SQL SUM with CASE and DISTINCT?

Question

Continuing on my last question...

Let me try to explain my schema. I have three tables we'll call users (with columns id and name), parties (with columns id, partydate, and user_id) and questions (with columns id, createdate, and user_id). My requirement is to show for every user the number of parties within the last year and questions created within the last year.

My query looks like:

SELECT users.id, users.name,  
  SUM(CASE WHEN (parties.party> NOW() - interval '1 year') THEN 1 ELSE 0 END) 
    AS numparties, 
  SUM(CASE WHEN (questions.createdate> NOW() - interval '1 year') THEN 1 ELSE 0 END)
    AS numquestions
FROM users
  LEFT JOIN parties ON users.id=parties.user_id
  LEFT JOIN questions ON users.id=questions.user_id
GROUP BY users.id, users.name;

This works almost 100%. I am getting a result with all users that exist. The problem is, for some users (a very small few) I'm counting either a party or a question twice. For example, if I change the above query to just show parties.id and questions.id instead of summing them as well as remove the GROUP BY, I might get something like:

user.id | user.name | parties.id | questions.id  
-----------------------------------------------
0          John          15             2
0          John          15             7

You can see it shows the parties.id twice.

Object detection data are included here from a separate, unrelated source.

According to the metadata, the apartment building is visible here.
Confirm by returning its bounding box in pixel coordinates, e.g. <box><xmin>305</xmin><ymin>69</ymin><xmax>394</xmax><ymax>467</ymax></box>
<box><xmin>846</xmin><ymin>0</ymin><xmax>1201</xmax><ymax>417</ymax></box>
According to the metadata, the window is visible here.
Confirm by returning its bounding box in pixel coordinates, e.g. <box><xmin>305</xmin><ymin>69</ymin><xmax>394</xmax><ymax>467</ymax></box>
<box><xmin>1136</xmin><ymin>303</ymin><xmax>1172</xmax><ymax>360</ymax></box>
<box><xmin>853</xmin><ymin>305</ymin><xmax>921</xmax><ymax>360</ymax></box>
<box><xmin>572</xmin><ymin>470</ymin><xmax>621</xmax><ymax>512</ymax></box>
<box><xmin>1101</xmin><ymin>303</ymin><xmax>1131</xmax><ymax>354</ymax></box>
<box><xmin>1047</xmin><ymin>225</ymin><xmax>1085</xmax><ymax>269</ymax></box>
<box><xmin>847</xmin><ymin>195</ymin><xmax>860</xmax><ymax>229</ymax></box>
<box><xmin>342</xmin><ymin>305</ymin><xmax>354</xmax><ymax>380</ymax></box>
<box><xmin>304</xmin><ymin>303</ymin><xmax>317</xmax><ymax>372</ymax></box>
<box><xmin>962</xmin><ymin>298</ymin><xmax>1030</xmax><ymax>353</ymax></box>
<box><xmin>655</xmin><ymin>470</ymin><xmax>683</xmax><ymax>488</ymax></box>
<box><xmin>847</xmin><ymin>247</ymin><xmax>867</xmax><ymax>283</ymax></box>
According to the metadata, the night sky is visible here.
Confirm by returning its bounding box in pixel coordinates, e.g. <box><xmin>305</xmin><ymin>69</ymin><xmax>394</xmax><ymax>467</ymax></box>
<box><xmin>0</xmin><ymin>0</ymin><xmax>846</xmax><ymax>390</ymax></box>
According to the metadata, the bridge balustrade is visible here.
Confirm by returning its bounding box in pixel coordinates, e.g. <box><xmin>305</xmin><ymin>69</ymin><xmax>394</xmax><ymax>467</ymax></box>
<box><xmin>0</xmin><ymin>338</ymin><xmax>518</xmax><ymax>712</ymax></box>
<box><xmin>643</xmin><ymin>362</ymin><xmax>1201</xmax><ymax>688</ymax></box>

When I was using COUNT() I could rely on DISTINCT but with SUM I'm not sure how I can. I want something like:

SUM(CASE WHEN (parties.party> NOW() - interval '1 year' AND parties.id IS DISTINCT) THEN 1 ELSE 0 END) 
AS numparties, 

But of course this isn't valid. Can this small problem be corrected easily?

Answer 1

I won't write the code for you (since it's homework), but you'll want to put the two calculations into subqueries.

Here's a template:

  SELECT users.id, users.name, 
         subquery1.result_of_calculation1, subquery2.result_of_calculation2
    FROM users
         LEFT JOIN (
            --calculation 1
         ) subquery1
         ON users.id = subquery1.user_id
         LEFT JOIN (
            --calculation 2
         ) subquery2
         ON users.id = subquery2.user_id
GROUP BY users.id, users.name;

Answer 2

Following Adam's tip, I've come up with this:

SELECT users.id, users.name, 
  COALESCE(tparties.ecount,0),
  COALESCE(tquestions.pcount,0)
FROM users
  FULL JOIN (
    SELECT user_id,COUNT(parties.id) AS ecount 
    FROM parties 
    JOIN users ON parties.user_id = users.id 
      AND parties.partydate > NOW() - interval '1 year' 
    GROUP BY user_id) 
    as tparties ON users.id=tparties.user_id
  FULL JOIN (
    SELECT user_id,COUNT(questions.id) AS pcount 
    FROM questions JOIN users ON questions.user_id = users.id 
      AND questions.createdate > NOW() - interval '1 year' 
    GROUP BY user_id) 
    as tquestions ON users.id=tquestions.user_id
;

The good news is that all users are listed and that all the counts are right. The bad news is it ordered the date by user_id whereas the result that was given by the teacher to check our queries against is seemingly unordered. I take this to mean the above query is not the answer the teacher is looking for. However, the result is the same and considering the amount of time I've put into one problem, this is good enough for me. Thanks for the help.